- Все, - сказали впереди. - Вот тут, за этой дверью. Входить будем не все сразу, все не поместимся. Руками ничего не трогать... Если каждый будет...
Лились обязательные во всех музеях мира слова. Но Германн их не слышал. Стоял, смотрел и не верил глазам. Нет, конечно, он не ждал двери из червонного золота, но удивление его было бы меньшим, окажись такая перед ним, камень даже, перекрывающий вход в пещеру. На пещеру и храм одновременно, почему-то казалось ему, должно походить жилище великого человека. А тут была дверь простенькая, хотя и довольно внушительных размеров, высокая, но привычно двустворчатая, как и прочие, с многослойным нашлепомкрасок, не скрывающих вымоин и проломов старой краски. Могли, могли бы и прихорошить эту ленинскую дверь. Германн был не против увидеть ее и такой, чтобы сердце ухнуло и задрожало, отпал коричневый "клопик", наползший и присосавшийся к загривку человека, идущего впереди, у которого дверь посолиднее этой. Многие, наверно, долго топчутся в предбаннике, прежде чем дотронуться до нее, а дотронувшись, открыв, упираются в другую дверь, путаясь в полумраке, как в преисподней. А тут на тебе, дернул за ручку, потянул на себя - и здравствуй, Владимир Ильич, я Герка, мое вам с кисточкой. Так можно перестать уважать не только власть, но и себя.

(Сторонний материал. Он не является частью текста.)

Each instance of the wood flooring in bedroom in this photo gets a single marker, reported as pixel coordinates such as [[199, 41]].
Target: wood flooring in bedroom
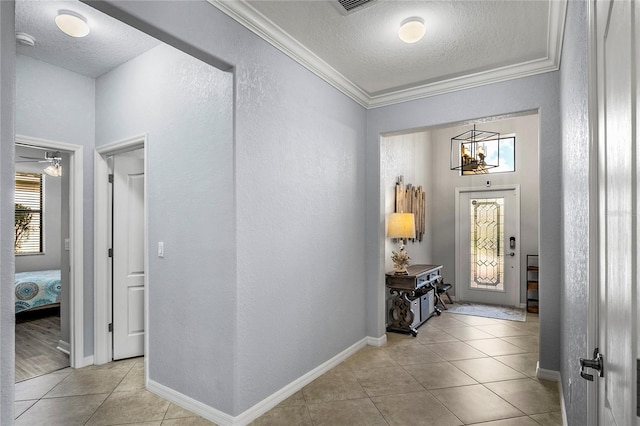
[[37, 336]]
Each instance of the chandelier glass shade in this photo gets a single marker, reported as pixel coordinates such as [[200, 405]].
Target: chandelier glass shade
[[469, 151]]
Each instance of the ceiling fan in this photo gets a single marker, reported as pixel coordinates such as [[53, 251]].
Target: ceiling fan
[[53, 158]]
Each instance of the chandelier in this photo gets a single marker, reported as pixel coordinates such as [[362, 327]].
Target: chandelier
[[469, 151]]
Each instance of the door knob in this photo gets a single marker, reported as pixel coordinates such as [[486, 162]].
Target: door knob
[[596, 363]]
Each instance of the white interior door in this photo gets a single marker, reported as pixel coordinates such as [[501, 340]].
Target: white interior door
[[128, 256], [488, 254], [617, 65]]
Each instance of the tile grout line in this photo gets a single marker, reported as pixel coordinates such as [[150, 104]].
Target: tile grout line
[[107, 397]]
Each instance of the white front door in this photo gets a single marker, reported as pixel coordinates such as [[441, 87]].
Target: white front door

Но уже буквально через мгновение, переступив порожек ленинского жилища, Герка думал совсем по-иному. Вернее, совсем не думал, в ошеломлении, охватившем его, не было места мыслям. Надо было успеть все высмотреть и сфотографировать в памяти. И первое - это отсутствие вещей, полное, абсолютное, как вакуум. Отсутствие вещей, необходимых самому, последнему из смертных. А через это - присутствие человека, скорее небожителя, которому все лишнее.
До Смольного несколько лет назад Германн, подобно тому, как и сюда, прорвался в Мавзолей Ленина, прилепился к какой-то из делегаций. И там, в Мавзолее, надолго был ослеплен и обездолен непониманием ужасающей неразборчивости смерти, тем, что этот маленького ростика рыжеватый человек, почти подросток, отрешенно возлежащий под пологом искусно распределенного света, надежно скрывающего все подлинное в его облике, что могло бы хоть как-то на мгновение оживить и очеловечить его, и есть он, тот самый, великий. Спеленутый, ослепленный туманной яркостью невидимых глазу светильников, сохраненный хитроумием бальзамщиков, он, похоже, защищался этой своей малостью и неприметностью от жадно пожирающих его взоров толпы, отбивался и отрекался от всего, что ему приписывали, что он, а больше за него всюду сейчас говорили.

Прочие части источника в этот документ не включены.